Alternative Hypothesis (H1): There is a difference in the total game rounds played between gate_30 and gate_40.
EDA involved:
-
Removing extreme outliers in gameplay that could bias the results.
-
Visualizing retention rates for both days.
-
Comparing the total number of game rounds played between gate_30 and gate_40.
Metric | Statistic | p-value | Conclusion |
---|---|---|---|
Retention on Day 1 | Chi-squared: 3.493 | 0.062 | No significant difference (p > 0.05) |
Retention on Day 7 | Chi-squared: 11.181 | 0.00083 | Significant difference (p < 0.05) |
Gameplay (Rounds) | t-statistic: 0.832 | 0.405 | No significant difference (p > 0.05) |
1. Retention on Day 1
- Chi-squared statistic: 3.493
- p-value: 0.062
- Conclusion: No significant difference in retention between the two groups on Day 1.
2. Retention on Day 7
- Chi-squared statistic: 11.181
- p-value: 0.00083
- Conclusion: Significant difference observed in Day 7 retention, with gate_40 showing better retention.
3. Gameplay (Total Game Rounds Played)
- t-statistic: 0.832
- p-value: 0.405
- Conclusion: No significant difference in the total game rounds played between gate_30 and gate_40.
This suggests that the new gate mechanism (gate_40) positively impacts player retention in the long term (day 7) but not in the short term (day 1). The new mechanism does not seem to affect the total gameplay time, as measured by the sum of game rounds.

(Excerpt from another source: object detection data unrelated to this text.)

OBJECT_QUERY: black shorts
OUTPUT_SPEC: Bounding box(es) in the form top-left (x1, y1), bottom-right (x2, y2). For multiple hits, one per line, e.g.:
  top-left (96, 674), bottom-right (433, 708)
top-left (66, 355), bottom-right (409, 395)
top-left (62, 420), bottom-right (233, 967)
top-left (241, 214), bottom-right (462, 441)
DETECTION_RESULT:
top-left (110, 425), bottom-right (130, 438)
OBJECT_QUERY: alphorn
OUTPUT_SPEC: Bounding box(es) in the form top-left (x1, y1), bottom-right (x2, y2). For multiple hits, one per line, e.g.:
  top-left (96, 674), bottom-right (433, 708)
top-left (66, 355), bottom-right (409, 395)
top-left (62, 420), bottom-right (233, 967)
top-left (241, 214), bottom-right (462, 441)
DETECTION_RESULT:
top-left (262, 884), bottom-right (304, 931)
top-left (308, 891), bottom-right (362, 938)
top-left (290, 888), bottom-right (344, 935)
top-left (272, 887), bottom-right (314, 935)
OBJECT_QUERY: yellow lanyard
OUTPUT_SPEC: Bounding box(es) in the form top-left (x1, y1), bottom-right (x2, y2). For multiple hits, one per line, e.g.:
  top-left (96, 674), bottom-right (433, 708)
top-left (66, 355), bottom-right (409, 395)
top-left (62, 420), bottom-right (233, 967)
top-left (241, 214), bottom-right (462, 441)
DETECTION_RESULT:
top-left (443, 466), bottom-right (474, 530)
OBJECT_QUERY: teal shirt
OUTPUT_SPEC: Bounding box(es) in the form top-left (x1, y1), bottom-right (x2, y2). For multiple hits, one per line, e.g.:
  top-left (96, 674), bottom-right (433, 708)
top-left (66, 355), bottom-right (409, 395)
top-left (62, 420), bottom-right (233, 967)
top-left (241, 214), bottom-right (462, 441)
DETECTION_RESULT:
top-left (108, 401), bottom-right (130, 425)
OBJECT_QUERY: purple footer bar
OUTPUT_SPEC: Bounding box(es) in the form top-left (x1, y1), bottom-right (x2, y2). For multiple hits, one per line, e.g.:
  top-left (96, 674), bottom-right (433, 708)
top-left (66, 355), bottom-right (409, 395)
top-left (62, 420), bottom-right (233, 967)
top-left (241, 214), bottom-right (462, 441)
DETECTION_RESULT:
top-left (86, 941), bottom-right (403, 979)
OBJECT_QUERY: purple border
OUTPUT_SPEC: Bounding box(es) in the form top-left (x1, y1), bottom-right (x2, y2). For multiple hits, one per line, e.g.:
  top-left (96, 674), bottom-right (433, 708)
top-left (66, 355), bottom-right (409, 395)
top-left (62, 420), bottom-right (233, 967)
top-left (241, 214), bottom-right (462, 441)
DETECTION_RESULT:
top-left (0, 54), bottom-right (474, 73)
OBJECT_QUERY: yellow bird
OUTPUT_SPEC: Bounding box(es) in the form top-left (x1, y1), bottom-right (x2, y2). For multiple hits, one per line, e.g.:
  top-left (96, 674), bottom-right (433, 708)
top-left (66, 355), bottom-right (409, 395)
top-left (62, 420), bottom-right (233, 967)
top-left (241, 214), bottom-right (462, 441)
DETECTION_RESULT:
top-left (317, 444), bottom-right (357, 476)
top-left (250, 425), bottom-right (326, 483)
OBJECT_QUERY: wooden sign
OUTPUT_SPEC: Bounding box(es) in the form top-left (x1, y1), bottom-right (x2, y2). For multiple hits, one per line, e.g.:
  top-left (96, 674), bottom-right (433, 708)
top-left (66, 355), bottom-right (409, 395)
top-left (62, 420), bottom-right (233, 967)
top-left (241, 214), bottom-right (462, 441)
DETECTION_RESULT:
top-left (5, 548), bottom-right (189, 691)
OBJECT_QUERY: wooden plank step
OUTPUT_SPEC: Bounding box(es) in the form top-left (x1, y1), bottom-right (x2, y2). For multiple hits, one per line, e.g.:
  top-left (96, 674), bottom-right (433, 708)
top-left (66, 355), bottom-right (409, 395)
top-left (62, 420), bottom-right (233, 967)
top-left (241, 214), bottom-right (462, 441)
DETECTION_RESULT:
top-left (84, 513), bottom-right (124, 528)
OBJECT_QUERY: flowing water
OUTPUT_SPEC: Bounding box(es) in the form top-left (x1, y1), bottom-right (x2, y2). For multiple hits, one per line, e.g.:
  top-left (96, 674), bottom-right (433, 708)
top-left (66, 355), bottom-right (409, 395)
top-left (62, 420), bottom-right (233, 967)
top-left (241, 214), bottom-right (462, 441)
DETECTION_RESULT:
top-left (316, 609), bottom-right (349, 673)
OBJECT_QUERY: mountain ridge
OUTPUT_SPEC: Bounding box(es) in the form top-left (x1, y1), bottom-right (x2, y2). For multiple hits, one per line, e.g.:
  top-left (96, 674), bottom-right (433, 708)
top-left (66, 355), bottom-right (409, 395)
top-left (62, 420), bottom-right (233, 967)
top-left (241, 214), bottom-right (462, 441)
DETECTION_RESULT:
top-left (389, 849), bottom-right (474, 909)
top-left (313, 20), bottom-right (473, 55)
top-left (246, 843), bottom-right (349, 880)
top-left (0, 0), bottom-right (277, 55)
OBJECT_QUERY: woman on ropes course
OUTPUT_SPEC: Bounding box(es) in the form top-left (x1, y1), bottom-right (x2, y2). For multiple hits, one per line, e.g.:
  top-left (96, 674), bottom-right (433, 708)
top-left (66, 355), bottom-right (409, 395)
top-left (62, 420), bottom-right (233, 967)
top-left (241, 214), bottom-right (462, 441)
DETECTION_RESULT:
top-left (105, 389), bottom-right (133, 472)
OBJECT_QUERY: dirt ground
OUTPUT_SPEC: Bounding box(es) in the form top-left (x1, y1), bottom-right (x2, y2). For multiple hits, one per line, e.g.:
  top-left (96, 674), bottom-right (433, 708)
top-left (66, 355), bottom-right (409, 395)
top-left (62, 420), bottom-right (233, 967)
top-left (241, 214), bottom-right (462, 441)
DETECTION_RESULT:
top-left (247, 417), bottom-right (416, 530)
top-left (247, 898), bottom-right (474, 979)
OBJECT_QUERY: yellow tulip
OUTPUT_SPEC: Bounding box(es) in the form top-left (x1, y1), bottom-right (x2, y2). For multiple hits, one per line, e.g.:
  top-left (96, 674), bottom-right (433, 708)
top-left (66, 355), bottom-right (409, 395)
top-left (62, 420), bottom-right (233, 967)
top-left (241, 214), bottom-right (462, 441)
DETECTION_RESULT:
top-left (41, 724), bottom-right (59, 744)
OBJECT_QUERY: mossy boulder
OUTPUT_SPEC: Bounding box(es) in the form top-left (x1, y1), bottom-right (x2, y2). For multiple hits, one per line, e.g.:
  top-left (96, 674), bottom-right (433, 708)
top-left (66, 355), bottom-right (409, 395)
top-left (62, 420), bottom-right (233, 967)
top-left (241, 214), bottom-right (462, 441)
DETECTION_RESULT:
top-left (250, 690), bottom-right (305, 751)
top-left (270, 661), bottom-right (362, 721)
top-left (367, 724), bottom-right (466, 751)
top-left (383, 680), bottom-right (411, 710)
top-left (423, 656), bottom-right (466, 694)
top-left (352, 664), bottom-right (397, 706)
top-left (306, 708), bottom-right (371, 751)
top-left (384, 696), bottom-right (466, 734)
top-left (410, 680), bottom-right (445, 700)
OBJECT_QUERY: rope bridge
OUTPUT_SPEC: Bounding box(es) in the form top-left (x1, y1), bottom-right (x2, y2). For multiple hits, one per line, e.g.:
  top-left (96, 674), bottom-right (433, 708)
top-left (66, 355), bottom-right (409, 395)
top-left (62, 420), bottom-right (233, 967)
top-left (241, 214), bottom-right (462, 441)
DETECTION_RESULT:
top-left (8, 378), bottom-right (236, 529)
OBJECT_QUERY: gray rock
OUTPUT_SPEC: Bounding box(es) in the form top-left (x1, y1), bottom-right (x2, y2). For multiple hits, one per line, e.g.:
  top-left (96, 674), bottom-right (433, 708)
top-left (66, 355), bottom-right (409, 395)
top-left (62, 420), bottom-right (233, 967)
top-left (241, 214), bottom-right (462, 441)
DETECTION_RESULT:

- Analyze Retention Drivers: Further analysis into what other game mechanics or features might be influencing the differences in retention.
- Experiment with Other Features: Test additional game features that might affect retention, such as tutorial effectiveness or user interface changes.
The experiment focused on a single feature (game gate version); other factors influencing player retention were not considered.